Takeaway: while this issue is unlikely to change the Fed’s dual mandate, Chair Powell seems keenly aware that future political independence will require the central bank to be responsive to social issues like income inequality. At the margin that means Fed policy could drift more dovish than neutral, for reasons we explain in the next point.

#3: Chair Powell mentioned several times that the US has lower levels of labor force participation (LFP) among prime-aged (25 -54 year old) workers than most wealthy economies. This is quite true, as data from the OECD shows (link below for more):

  • The US prime aged LFP was 82.1% in 2018.
  • Among the G-7 countries, only Italy is lower at 77.9%.
  • Other major economies all show higher levels that are 4 – 6 points higher: UK (86.3%), Japan (87.4%), Germany (87.7%) and France (88.1%).

Takeaway: like the prior point, this is another spot where social issues intersect with how the Fed considers its policy mandates. Chair Powell constantly reiterates what seems to be his key observation from recent “Fed Listens” events: that a “hot” economy pulls workers into the labor force, and that’s a desirable outcome.

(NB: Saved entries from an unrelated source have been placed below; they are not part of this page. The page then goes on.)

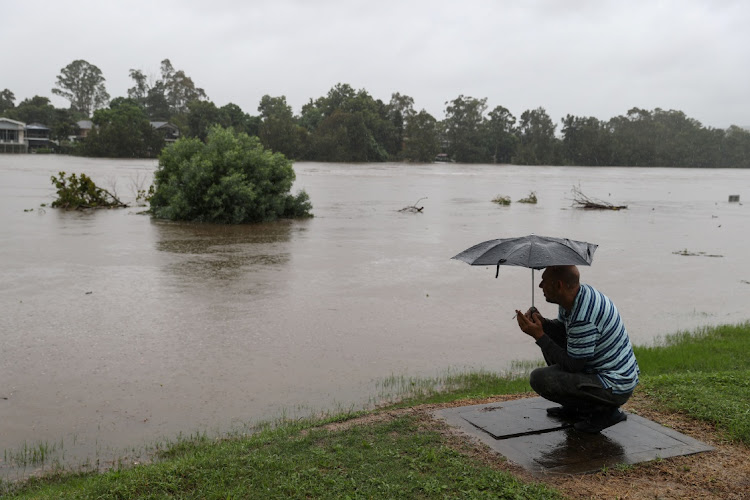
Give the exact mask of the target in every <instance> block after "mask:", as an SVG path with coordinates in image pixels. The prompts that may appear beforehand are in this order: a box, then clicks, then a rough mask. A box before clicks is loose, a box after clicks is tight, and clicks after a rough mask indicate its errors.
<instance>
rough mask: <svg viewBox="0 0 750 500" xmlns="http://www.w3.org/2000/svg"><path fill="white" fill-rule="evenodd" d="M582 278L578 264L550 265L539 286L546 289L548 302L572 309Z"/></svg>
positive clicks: (545, 291) (544, 270) (567, 308)
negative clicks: (568, 264) (573, 302)
mask: <svg viewBox="0 0 750 500" xmlns="http://www.w3.org/2000/svg"><path fill="white" fill-rule="evenodd" d="M580 278H581V276H580V274H579V273H578V268H577V267H576V266H550V267H548V268H546V269H545V270H544V272H543V273H542V282H541V283H539V288H541V289H542V290H543V291H544V298H545V299H547V302H552V303H554V304H560V305H561V306H563V307H564V308H565V309H566V310H570V308H571V307H572V306H573V302H574V301H575V298H576V295H577V294H578V290H579V288H580Z"/></svg>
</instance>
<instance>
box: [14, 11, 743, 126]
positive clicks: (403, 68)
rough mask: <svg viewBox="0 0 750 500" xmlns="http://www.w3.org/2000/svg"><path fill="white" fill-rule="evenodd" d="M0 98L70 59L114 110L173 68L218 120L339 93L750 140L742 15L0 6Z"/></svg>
mask: <svg viewBox="0 0 750 500" xmlns="http://www.w3.org/2000/svg"><path fill="white" fill-rule="evenodd" d="M0 5H1V6H2V16H1V17H0V42H2V46H3V47H4V50H3V57H2V65H1V66H0V90H2V89H3V88H8V89H10V90H11V91H12V92H13V93H14V94H15V95H16V104H18V103H19V102H20V101H21V100H22V99H25V98H28V97H32V96H34V95H42V96H46V97H50V98H51V99H52V102H53V103H54V104H55V105H56V106H58V107H67V105H68V102H67V101H65V100H63V99H61V98H59V97H57V96H54V95H53V94H52V92H51V89H52V88H53V86H54V84H55V80H56V77H57V75H58V74H59V72H60V69H61V68H63V67H64V66H66V65H67V64H68V63H70V62H71V61H73V60H75V59H85V60H86V61H88V62H90V63H92V64H95V65H96V66H98V67H99V68H100V69H101V70H102V72H103V74H104V76H105V78H106V79H107V81H106V87H107V91H108V92H109V93H110V95H111V96H112V97H116V96H124V95H126V94H127V89H128V88H129V87H131V86H132V80H131V79H130V78H129V77H128V71H129V69H131V68H133V69H140V70H142V71H143V72H144V73H146V74H151V75H153V76H154V77H158V75H159V63H160V61H161V60H162V59H165V58H168V59H170V61H171V62H172V65H173V66H174V67H175V68H176V69H178V70H179V69H181V70H184V71H185V73H186V74H187V75H188V76H190V77H191V78H192V79H193V81H194V82H195V84H196V85H197V86H199V87H201V88H203V89H204V90H205V91H206V93H207V94H208V97H209V98H210V99H211V100H212V101H213V102H214V103H215V104H216V105H217V106H223V105H224V104H227V103H229V102H233V103H235V104H238V105H239V106H240V107H241V108H242V109H243V110H244V111H246V112H248V113H250V114H257V106H258V103H259V101H260V98H261V97H262V96H263V95H264V94H270V95H272V96H280V95H285V96H286V97H287V101H288V102H289V104H291V105H292V107H293V108H294V111H295V113H298V112H299V111H300V108H301V106H302V105H303V104H304V103H306V102H307V101H308V100H309V99H310V98H313V99H316V98H317V97H320V96H322V95H325V94H326V93H327V92H328V90H329V89H330V88H331V87H332V86H334V85H335V84H336V83H339V82H341V83H348V84H350V85H351V86H352V87H354V88H355V89H362V88H364V89H366V90H367V91H368V92H369V93H370V94H371V95H372V96H373V97H375V98H376V99H382V100H384V101H386V102H387V101H388V100H389V99H390V96H391V93H393V92H400V93H402V94H406V95H409V96H411V97H413V98H414V100H415V105H416V108H417V109H421V108H424V109H426V110H427V111H428V112H430V113H431V114H433V115H434V116H435V117H436V118H438V119H442V118H443V116H444V108H445V104H444V103H445V101H448V100H452V99H454V98H456V97H457V96H458V95H460V94H463V95H466V96H472V97H477V98H482V97H486V98H487V104H488V106H489V108H490V109H492V108H494V107H495V106H498V105H502V106H505V107H506V108H508V109H509V110H510V111H511V112H512V113H513V114H514V115H516V116H519V115H520V114H521V113H522V112H523V111H525V110H527V109H533V108H537V107H540V106H541V107H543V108H545V109H546V110H547V112H548V113H549V115H550V116H551V117H552V119H553V120H555V122H556V123H558V124H559V121H560V118H562V117H563V116H565V115H566V114H568V113H570V114H573V115H578V116H595V117H597V118H600V119H605V120H606V119H609V118H611V117H613V116H616V115H622V114H625V113H626V112H627V110H628V109H630V108H632V107H636V106H637V107H640V108H646V109H653V108H657V107H659V108H662V109H677V110H681V111H684V112H685V113H686V114H687V115H688V116H690V117H692V118H695V119H697V120H699V121H700V122H701V123H703V124H704V125H706V126H712V127H719V128H726V127H728V126H729V125H731V124H737V125H750V100H749V99H748V97H747V91H748V87H749V85H748V84H749V83H750V64H749V63H750V57H749V56H750V28H749V27H748V26H749V23H750V3H749V2H745V1H729V0H726V1H717V0H712V1H705V2H700V1H697V0H681V1H664V2H660V1H644V0H629V1H624V0H623V1H596V0H592V1H586V0H576V1H517V0H516V1H481V0H463V1H461V2H458V1H456V2H445V1H434V0H433V1H407V0H402V1H391V0H382V1H372V0H367V1H344V0H324V1H312V0H310V1H302V0H274V1H238V0H203V1H194V0H189V1H179V2H178V1H169V0H150V1H142V0H130V1H120V0H108V1H102V0H97V1H85V0H67V1H64V2H63V1H59V0H49V1H48V0H36V1H33V2H31V1H17V0H0Z"/></svg>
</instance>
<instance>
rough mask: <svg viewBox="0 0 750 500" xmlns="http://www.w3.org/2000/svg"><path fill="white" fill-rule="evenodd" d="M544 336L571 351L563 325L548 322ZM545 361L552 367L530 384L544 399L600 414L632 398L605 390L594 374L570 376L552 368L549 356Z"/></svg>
mask: <svg viewBox="0 0 750 500" xmlns="http://www.w3.org/2000/svg"><path fill="white" fill-rule="evenodd" d="M544 333H546V334H547V335H548V336H549V337H550V338H551V339H552V341H553V342H555V343H556V344H557V345H559V346H560V347H562V348H563V349H567V344H568V342H567V335H566V333H565V326H564V325H563V324H561V323H559V322H558V321H548V322H547V321H546V322H545V325H544ZM545 361H547V365H550V366H547V367H544V368H537V369H535V370H534V371H532V372H531V378H530V380H529V382H530V383H531V388H532V389H534V391H536V392H537V394H539V395H540V396H542V397H543V398H544V399H548V400H550V401H554V402H555V403H559V404H561V405H563V406H567V407H571V408H577V409H578V410H579V411H581V412H597V411H607V410H612V409H614V408H618V407H620V406H622V405H623V404H624V403H625V402H626V401H627V400H628V399H629V398H630V395H631V394H632V392H629V393H626V394H613V393H612V389H605V388H604V386H603V385H602V383H601V381H600V380H599V377H598V376H597V375H596V374H594V373H583V372H579V373H571V372H566V371H564V370H563V369H562V368H560V367H559V366H558V365H555V364H551V361H550V360H549V359H548V358H547V356H546V355H545Z"/></svg>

By comparing the US LFP rates to other wealthy economies, his implicit message is that as long as inflation remains contained the Fed will focus on improving US labor force participation.

Summing up: for the first time in what seems like years the market and the Federal Reserve agree that current interest rate policy is correct. Yes, there is some bias in Fed Funds Futures to believing the next move will be a cut. But that’s more likely to come in the second half of 2020 rather than at the next few meetings. Given Chair Powell’s more expansive view of what constitutes “full employment” and the lack of general price inflation, assuming the Fed remains in “stealth dove” mode is reasonable.